You Are Not Your Trauma
The Right Perspective on Past Hurts
THE RIGHT PERSPECTIVE ON PAST HURTS
It was a Saturday. I decided to clean the gas stove in the kitchen, where dozens had made their meals before me over the years. The baking soda and vinegar concoction I made to cut the grease oozed brown from my fingers to my elbows. And then the phone rang.
“Dad is receiving CPR. You need to get here now.”
I grabbed a roll of paper towels, suds dropping to the floor. My dad had collapsed while biking, training for one of his races. He was an hour and a half away. I didn’t make it far before my mom called and uttered the words I’d been dreading: “Honey, I need you to pull over.” He was 56 years old.
Grief is a funny thing. It hits you when you least expect it, like when you’re eating a blue cheese salad or pulling on a pair of wool socks. Death is traumatic whether you’ve been anticipating it for years or whether it comes as quick as a phone call. But this article isn’t about death. It’s about trauma, in all its terrible forms.
Have you ever felt like horrible things always happen to you, things out of your control? Like the odds were stacked against you? Ever wanted more sympathy from the people around you, held grudges, or blamed others? If so, welcome to humanity, where we’re all tempted to adopt a victim mentality.
The months that followed my dad’s death are a blur. Some days were unbearable. I kept going to church, but I had more questions than my faith could give me answers to. In a twisted way, my situation made me feel special. Finally, I wasn’t like everyone else. I had a story to share and, man, did it feel good to tell it. I relished the pity of strangers, friends, and classmates. I had been through so much and it felt good for people to know it.

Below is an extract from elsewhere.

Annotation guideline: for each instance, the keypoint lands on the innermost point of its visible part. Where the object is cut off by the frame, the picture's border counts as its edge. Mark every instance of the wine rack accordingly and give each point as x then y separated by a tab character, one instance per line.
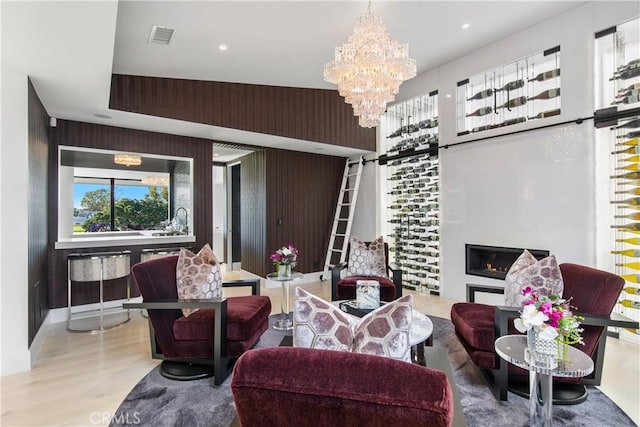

Traumatic events in our lives certainly shape us, but they do not define who we are.
Our tendency toward a victim mentality stems from a dependence on others for validation. We want people to feel bad for us (or at least notice us). While we all need people around us who care, the victim mentality brings it to a new level. Those under its grip display a nasty little thing smart people call moral elitism, a defense mechanism in the midst of deeply painful emotions. The victim denies their own aggressiveness and projects it on others. Everyone around them is the threat, and the victim is of no fault and morally superior. And it’s become generally acceptable behavior. Take all the villain backstories movies, for example. The villain’s evil actions are seen with more understanding when their former traumas are brought to light.
It’s been proven that those with a high tendency to see themselves as a victim are less willing to forgive others, show more desire for revenge than simple avoidance, and are statistically more likely to behave in a revengeful way.1 For some, their trauma is who they are, and they won’t hear from anyone that isn’t true.
Let’s be clear that there’s a difference between being a victim of something tragic and adopting a victim mentality. The Bible gives examples of God condemning people who have oppressed innocent victims (Zechariah 7:9-10), not to mention Jesus’ own suffering despite having never sinned. If anyone has license to a victim mentality, it’s Him.
In the months that followed, lunches after church taught me everyone had a story to tell. I ate soup with those who had lost babies, gotten divorced, and been abandoned by parents. I sipped coffee with those who had illnesses, cancer, and no family to call. Trauma wasn’t just my story anymore; it had touched us all. They reminded me of God’s presence when I did not feel Him and of His goodness when I couldn’t believe it. They didn’t fight for whose story was worse. They comforted me like God had comforted them (2 Corinthians 1: 3-5). It was God, time, and these people that healed me. They were all victims of evil in the world and they still found joy and purpose in God. There was no time to mope. There was work to be done. And while I still miss my dad greatly, I wholeheartedly agree.
If you don’t have a relationship with God, it’s understandable that your trauma might define you. No bigger thing in your life has changed you as much as whatever you went through. But if you know God, you know peace despite your circumstances (Isaiah 26:3, John 14:27, John 16:31-33, Philippians 4:6-7, Romans 5:1, Galatians 5:22-23, Ephesians 2:14-16). It might take time to heal, but you’re not dominated by sorrows or owned by anything but Him. It won’t be easy to let the past hurts go (and we can expect more to come), but in time you’ll trust that God has a plan for your life, and you’ll want to figure out what it is.
Traumatic events in our lives certainly shape us, but they do not define who we are. Christians should give themselves no license to a victim mentality. God doesn’t want us to stay miserable and angry, and we can’t expect Him to do all the work. Healing is a choice. We need to step toward Him and participate. We have to want to get better.
If we are the people He’s going to use to show the world what He is really like, we should be motivated to let Him heal us. Just like we can choose to heal, we can choose to embrace the life God created us for, but it will require us to get up and move.